WASEEFAKHTA | DREAMSTIME
In 2009, Apple Computer CEO Steven Jobs received a life-saving liver transplant at Methodist Hospital in Memphis. In 2015, the Methodist University Hospital Transplant Institute received a $40 million donation. Was there a connection?
“It’s anonymous,” said Dr. James Eason, director of the transplant institute, when I asked him about the donation for this column. He declined to explain why. That’s been the official line since Eason and Methodist LeBonheur Healthcare CEO Gary Shorb made the announcement last November.
This, apparently, is the donor’s wish. The $40 million is a big gift, an unprecedented one in fact, even for a hospital with $1.67 billion in revenue in its most recent IRS filing. For comparison, a recent (and widely reported) donation to St. Jude Children’s Research Hospital by Ellen DeGeneres was for $200,000, the amount of a humanitarian award given to her by Walgreens.
To recap, in April of 2009, a gravely ill Jobs flew to Memphis on his jet and, hours later, underwent a liver transplant operation performed by Dr. Eason. After the operation, Jobs and his wife Laurene stayed in Memphis while he recovered, living inconspicuously in a house on Morningside Drive in Midtown near Overton Park that was secured by his lawyer, former Memphian George Riley. If their neighbors knew this, they kept discreetly quiet and protective about it. After Mr. and Mrs. Jobs moved back to California that year, the house was purchased by Eason, who moved into it.
That much is in the public record, although it was several months after Jobs had returned to California before Eason and a few Memphians in the know acknowledged it.
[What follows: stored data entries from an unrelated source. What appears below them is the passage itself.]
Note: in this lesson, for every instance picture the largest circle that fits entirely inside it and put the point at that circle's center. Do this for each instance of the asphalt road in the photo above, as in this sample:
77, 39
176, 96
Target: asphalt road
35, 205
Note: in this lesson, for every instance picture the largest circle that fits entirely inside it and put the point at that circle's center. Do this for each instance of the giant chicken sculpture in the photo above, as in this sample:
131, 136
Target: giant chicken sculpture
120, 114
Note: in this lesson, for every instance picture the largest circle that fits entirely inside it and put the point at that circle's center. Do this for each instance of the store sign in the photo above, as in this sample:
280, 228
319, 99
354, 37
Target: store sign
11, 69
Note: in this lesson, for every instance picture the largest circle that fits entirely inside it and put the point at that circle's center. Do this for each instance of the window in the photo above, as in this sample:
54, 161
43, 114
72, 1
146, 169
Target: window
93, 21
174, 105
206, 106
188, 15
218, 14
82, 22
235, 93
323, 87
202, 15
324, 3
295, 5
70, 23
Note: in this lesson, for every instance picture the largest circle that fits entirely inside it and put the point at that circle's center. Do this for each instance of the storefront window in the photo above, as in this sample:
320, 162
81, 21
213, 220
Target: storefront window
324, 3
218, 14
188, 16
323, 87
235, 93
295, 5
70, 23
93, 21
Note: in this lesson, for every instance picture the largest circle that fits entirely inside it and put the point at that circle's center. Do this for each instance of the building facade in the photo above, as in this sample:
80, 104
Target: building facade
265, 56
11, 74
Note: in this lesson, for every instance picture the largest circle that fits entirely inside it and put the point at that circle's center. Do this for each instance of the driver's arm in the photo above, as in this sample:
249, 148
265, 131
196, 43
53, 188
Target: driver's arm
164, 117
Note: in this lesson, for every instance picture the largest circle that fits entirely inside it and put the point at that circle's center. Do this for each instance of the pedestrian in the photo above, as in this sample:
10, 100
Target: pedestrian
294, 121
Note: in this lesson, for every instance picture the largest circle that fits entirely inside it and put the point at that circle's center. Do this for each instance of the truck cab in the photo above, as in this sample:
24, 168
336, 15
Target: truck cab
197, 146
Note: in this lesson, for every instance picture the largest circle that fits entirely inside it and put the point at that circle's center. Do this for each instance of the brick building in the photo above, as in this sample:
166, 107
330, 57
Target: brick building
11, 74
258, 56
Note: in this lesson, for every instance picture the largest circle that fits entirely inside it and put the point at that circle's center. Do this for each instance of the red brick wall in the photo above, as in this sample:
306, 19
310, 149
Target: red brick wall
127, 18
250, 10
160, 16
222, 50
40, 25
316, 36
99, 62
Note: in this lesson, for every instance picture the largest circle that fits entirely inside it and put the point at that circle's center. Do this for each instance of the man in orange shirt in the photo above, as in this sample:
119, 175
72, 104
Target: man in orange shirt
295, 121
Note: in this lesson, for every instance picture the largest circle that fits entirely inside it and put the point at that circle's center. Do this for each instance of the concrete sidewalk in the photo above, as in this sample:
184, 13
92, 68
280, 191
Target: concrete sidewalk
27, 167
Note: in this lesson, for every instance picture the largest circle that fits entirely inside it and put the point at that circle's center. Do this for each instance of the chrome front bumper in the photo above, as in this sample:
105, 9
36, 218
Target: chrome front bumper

Jobs went back to work and lived long enough to introduce the iPad. Apple’s stock price, which had been in a slump, rallied nearly 400 percent by the time he died in 2011. Saving Steven Jobs, like saving Private Ryan in the 1998 movie, was an epic story.
And still incompletely told, although Jobs has become a cult figure of Elvis magnitude.
Two movies about him, one released in 2013 and the other in 2015, don’t go into the Memphis story. Reviewing the 2015 movie, A. O. Scott of The New York Times wrote, “Jobs remains a mystery to those who know him best, and a brilliant, steely-eyed enigma at the center of the new movie that bears his name.”
Walter Isaacson’s authorized biography, Steve Jobs, was published in 2011 at about the time Jobs died. It added details about the organ donor (a car-accident victim in his mid-20s), the nurses from Mississippi who cared for Jobs (unawed, the way he liked it), and a secret visit to Sun Studio (the tour guide got a job offer from Jobs).
In the 2015 biography Becoming Steve Jobs, authors Brent Schlender and Rick Tetzeli reference “the unusual circumstances surrounding the liver transplant” in a footnote, but give only two paragraphs to Jobs’ stay in Memphis in their 412-page book.
“Because of complications he required a second surgery a couple of days later,” they write. “He and Laurene remained in Memphis for two excruciating months, during which things were so touch-and-go that relatives and close friends came to visit and perhaps say goodbye to him.”
Eason has been reticent. I interviewed him and wrote about him a couple of times as a columnist for the Memphis Flyer. In 2013 he was fretful about a dispute between rival transplant organizations in Tennessee and an organ-sharing agreement that seemed to benefit Vanderbilt University Hospital in Nashville at the expense of Methodist and Memphis becoming a talent and transplant magnet.
“I have been approached by other programs,” he told me. “I am a native West Tennessean, but I also have to look at every option and opportunity where I can do the most good.”
It looks like he and his staff will be staying in Memphis a while, with more resources to save more lives. Thanks to an anonymous angel.